The meetings included discussions of a state medical board case against Uwaydah over allegations he allowed physician assistant Peter Nelson to perform surgeries at an Orange County hospital in 2005.
“The participants in the meeting were well aware that Nelson was in the operating room engaged in the very practice that the medical profession’s regulatory agency had clearly stated was inappropriate,” Chon wrote.
Uwaydah and Nelson are charged with 21 counts of aggravated mayhem — each for a different patient — though Chon said those represent a fraction of the hundreds of procedures Nelson performed. Patients were scarred for life, and some required multiple corrective surgeries.
Nelson’s lawyer, Louis Shapiro, said the state attorney general is seeking to have his client’s license suspended. Shapiro said it was too premature to comment on the case, but he noted that physician assistants can perform some surgical procedures under the supervision of doctors.
He didn’t seek a reduction in Nelson’s $21 million bail.
Nine other defendants, including Park, are charged with mayhem in aiding the scheme. If convicted, the charge carries a possible life sentence. The defendants also face dozens of charges related to insurance fraud.

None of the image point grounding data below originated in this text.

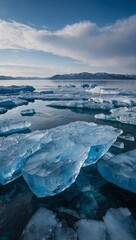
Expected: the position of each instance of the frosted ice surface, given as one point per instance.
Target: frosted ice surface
(15, 89)
(82, 105)
(123, 115)
(28, 112)
(127, 137)
(44, 225)
(120, 224)
(10, 126)
(88, 229)
(120, 170)
(14, 151)
(56, 165)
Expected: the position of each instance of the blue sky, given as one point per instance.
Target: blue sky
(43, 38)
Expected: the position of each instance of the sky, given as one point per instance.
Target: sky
(46, 37)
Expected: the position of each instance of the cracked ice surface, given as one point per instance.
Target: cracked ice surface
(120, 224)
(44, 225)
(117, 224)
(58, 162)
(10, 126)
(120, 170)
(62, 152)
(28, 112)
(14, 151)
(123, 115)
(88, 229)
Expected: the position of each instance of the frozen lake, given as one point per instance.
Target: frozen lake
(18, 204)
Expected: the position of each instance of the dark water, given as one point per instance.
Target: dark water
(89, 197)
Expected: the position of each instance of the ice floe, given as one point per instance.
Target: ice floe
(88, 229)
(59, 154)
(10, 126)
(28, 112)
(14, 151)
(127, 137)
(123, 115)
(90, 104)
(13, 89)
(58, 162)
(120, 170)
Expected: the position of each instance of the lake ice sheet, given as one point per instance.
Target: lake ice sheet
(124, 115)
(117, 224)
(120, 170)
(44, 225)
(9, 126)
(58, 155)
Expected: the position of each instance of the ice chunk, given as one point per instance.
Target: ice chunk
(15, 89)
(56, 165)
(120, 224)
(12, 102)
(81, 105)
(123, 115)
(28, 112)
(10, 126)
(14, 151)
(3, 110)
(119, 145)
(108, 155)
(88, 229)
(104, 90)
(120, 170)
(127, 137)
(62, 152)
(44, 225)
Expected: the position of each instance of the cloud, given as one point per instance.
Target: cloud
(108, 46)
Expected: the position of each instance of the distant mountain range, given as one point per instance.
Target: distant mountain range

The medical board revoked Uwaydah’s license two years ago because he left the state and never completed probation after settling several alleged violations without acknowledging guilt, spokeswoman Cassandra Hockenson said. One count involved gross negligence for allowing Nelson to begin surgery without him present.
Nelson, 44, has been cited twice by the state Physician Assistant Board.
The most recent violation, for failure to maintain proper records, led to a $1,500 fine against Nelson after a patient complained about him failing to provide anesthesia while removing 2 feet of surgical gauze left for a month in an incision from shoulder surgery, according to public records.
Attorney Eric Bryan Seuthe sued Uwaydah for malpractice for leaving gauze in Jenniffer Milone’s incision, which led to a painful infection when she returned to the doctor’s office less than a week after surgery.
Despite being given antibiotics, her fever and pain did not improve until the gauze was discovered by X-ray a month later and removed by Nelson.
Seuthe dropped out of the lawsuit, and it’s not clear if it was resolved. Prosecutors said Nelson performed the initial shoulder surgery.